Recovering from a disaster will be difficult under the best of circumstances. You want to make sure the association’s governing documents don’t impede the recovery effort. Many documents contain what could be a significant stumbling block, in the form of an automatic termination provision specifying that if the renovation costs exceed a stated percentage of the development’s market value, the association will be terminated unless a specified percentage of the owners vote to rebuild. It is hard to imagine many situations in which rebuilding would not be the best choice. Displaced owners will need some place to live, and while the association’s insurance should cover the replacement value for rebuilding purposes, it would cover only the current market value if the association decided to dissolve. Because of this, most communities would be better served by turning the standard termination language on its head, making the rebuilding decision automatic and requiring a vote of owners to terminate instead.

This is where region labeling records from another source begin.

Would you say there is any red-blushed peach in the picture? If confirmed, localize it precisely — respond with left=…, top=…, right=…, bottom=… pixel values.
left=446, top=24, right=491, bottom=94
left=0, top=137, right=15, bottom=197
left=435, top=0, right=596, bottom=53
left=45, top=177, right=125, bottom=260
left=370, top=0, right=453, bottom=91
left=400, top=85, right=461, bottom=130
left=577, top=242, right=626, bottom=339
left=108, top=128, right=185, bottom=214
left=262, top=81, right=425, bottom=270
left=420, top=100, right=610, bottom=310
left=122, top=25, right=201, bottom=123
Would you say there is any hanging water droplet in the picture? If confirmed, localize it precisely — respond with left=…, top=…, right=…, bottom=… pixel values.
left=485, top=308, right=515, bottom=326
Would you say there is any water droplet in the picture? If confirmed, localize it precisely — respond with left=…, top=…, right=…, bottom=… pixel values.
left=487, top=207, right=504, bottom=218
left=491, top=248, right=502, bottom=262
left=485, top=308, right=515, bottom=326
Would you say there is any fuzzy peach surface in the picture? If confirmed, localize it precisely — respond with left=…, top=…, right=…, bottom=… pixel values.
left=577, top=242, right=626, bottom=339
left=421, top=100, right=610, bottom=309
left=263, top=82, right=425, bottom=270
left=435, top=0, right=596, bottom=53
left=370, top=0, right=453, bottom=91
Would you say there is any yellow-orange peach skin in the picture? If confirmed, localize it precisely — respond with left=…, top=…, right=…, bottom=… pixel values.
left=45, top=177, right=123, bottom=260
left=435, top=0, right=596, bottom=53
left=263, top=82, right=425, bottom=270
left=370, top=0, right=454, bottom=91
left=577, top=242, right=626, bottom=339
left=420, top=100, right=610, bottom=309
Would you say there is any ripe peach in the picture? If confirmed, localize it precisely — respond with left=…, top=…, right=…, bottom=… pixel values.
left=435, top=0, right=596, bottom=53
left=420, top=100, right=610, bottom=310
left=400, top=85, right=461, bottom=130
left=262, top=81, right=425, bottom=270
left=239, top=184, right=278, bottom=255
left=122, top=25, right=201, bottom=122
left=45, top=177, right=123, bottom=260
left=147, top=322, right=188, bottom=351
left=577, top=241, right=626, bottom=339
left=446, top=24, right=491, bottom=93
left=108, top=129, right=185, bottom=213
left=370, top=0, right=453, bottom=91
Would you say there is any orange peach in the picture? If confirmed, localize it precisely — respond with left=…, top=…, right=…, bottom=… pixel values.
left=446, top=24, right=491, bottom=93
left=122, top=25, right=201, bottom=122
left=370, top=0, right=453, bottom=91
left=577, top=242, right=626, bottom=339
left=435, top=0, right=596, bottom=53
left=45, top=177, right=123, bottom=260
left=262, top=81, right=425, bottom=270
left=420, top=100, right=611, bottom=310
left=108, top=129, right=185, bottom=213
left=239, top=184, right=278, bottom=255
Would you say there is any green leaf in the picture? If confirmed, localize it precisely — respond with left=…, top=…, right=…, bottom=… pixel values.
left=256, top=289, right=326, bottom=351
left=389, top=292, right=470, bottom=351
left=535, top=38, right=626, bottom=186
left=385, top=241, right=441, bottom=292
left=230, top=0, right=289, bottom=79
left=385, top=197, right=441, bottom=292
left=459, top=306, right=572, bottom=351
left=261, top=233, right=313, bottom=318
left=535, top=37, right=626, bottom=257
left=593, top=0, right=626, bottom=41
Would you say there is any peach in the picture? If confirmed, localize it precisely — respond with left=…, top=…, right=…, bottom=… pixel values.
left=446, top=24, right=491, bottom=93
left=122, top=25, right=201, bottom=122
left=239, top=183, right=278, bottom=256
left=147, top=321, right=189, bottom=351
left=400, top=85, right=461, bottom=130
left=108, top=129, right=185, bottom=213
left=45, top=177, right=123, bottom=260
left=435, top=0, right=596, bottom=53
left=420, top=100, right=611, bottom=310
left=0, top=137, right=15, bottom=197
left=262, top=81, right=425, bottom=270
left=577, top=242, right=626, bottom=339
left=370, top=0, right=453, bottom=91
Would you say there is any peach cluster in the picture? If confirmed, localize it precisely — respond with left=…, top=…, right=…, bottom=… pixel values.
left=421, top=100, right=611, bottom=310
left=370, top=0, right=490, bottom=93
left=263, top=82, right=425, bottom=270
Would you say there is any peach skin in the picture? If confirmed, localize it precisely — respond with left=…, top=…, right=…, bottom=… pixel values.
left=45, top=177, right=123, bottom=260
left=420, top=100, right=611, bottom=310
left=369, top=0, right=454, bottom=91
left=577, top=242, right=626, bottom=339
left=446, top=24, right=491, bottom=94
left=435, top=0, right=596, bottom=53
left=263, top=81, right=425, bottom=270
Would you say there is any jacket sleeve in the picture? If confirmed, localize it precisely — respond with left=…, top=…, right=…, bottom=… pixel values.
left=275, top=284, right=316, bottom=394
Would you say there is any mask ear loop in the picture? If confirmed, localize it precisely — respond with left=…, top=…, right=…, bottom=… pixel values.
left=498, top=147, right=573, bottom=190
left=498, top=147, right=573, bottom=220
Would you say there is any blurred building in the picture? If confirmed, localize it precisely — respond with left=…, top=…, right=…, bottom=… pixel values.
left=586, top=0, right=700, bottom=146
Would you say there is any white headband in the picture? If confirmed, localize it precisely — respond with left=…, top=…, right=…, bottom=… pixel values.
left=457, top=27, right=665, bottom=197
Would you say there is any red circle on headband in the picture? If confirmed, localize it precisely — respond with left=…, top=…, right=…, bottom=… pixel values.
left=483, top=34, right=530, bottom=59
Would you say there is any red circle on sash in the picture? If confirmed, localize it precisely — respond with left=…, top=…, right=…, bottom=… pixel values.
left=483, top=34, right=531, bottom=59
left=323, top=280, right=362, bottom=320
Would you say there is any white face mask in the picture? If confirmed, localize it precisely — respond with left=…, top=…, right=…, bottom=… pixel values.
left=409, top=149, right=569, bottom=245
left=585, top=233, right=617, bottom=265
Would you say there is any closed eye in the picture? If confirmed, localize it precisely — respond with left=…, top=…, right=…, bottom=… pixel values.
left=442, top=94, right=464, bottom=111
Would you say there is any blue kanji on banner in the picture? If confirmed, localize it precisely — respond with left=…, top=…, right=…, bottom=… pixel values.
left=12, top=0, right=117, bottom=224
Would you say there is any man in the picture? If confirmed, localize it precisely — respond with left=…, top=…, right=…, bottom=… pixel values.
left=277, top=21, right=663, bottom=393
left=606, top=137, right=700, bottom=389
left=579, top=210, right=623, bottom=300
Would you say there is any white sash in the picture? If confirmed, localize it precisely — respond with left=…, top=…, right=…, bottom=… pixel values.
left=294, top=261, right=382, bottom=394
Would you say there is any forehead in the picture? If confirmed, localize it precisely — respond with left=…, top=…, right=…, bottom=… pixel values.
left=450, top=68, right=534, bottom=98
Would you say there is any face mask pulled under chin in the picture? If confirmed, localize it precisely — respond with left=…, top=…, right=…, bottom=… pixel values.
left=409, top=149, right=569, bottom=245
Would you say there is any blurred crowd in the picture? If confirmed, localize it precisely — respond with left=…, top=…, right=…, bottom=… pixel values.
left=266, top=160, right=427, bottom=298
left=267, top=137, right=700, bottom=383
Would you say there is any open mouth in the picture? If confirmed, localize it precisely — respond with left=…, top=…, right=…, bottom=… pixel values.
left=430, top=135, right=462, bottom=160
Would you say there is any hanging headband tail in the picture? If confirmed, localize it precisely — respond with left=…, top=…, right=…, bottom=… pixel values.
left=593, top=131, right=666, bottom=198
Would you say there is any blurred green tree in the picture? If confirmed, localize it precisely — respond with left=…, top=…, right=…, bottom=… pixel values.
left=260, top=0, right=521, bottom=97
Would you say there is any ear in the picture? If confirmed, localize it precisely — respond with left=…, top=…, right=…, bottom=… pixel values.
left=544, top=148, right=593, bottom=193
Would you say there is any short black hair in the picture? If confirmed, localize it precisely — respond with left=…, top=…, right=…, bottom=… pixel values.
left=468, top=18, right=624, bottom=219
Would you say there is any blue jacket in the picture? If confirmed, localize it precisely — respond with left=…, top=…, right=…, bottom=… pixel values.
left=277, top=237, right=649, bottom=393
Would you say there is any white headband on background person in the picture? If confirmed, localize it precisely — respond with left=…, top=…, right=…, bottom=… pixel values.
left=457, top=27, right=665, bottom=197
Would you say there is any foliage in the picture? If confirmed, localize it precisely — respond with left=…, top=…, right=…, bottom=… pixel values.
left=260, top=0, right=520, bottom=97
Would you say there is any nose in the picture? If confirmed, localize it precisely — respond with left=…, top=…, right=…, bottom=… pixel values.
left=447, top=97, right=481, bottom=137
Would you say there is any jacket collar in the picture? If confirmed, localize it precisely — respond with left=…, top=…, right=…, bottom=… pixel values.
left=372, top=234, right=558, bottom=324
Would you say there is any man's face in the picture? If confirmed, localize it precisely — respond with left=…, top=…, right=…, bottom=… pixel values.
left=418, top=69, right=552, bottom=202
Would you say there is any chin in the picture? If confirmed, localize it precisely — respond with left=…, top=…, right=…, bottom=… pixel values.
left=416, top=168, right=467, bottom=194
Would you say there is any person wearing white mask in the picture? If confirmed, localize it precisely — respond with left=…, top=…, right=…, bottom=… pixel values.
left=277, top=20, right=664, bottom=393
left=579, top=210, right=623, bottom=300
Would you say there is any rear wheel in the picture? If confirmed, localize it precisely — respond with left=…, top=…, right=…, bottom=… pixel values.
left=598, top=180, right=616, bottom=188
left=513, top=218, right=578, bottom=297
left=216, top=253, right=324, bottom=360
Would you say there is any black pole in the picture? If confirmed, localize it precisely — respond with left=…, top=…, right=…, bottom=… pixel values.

Provisions governing the handling of insurance claims could also create unnecessary problems if they aren’t drafted properly. For example, the board should be designated as the insurance trustee, authorized to receive insurance payments. Otherwise, the disbursements could be delayed. The documents should also name the association as agent for each unit owner and for the holders of liens on all units. This will give the board the authority it needs to adjust all insurance claims under the master policy, including those covering damage inside individual units.
Before you begin planning the reconstruction/repair of your community, you should review your insurance policy to make sure you comply with all the reporting requirements and meet all the filing and notice deadlines. Many policies will provide advance payments to finance emergency measures (shoring up damaged structures or removing debris, for example) and there is certainly nothing wrong with accepting those payments, as long as you don’t sign any releases that might limit the damages you can recover in the future. Have the association’s attorney review any insurance documents, including the final settlement offer, before you accept it. You want to make sure the compensation the insurer provides reflects the coverage to which you are entitled.
Proceed with Care
Once you know what the insurance will cover, you can begin formulating the reconstruction plans. The pressure to rebuild quickly will be intense, but caution and careful planning are essential. It is far more important to handle the construction project properly than to complete it rapidly.
- Approach the work as you would if it had not resulted from a disaster.
- Don’t hire the first contractor who arrives on the scene with a back-hoe, a construction crew, and a promise to “fix everything like new.”
- Obtain competitive bids from at least three contractors.
- Verify the capabilities and the reputations of any companies you consider. Check their references and demand proof of their insurance coverage.
- Before you solicit bids from contractors, have an engineering firm assess the damage to your community, and ask that firm also to prepare the specifications for the construction bids.
- Once you select a contractor, have the association’s attorney either draft the contract or review it before you sign.
- Plan to hire a construction manager to oversee the project; the association’s property manager probably will not be the best choice for this task.
Have both the construction manager and the association’s consulting engineer monitor the project, reviewing the work and workmanship at every stage. You don’t want to find out at the end of this process that your disaster recovery project has left the association with another disaster on its hands.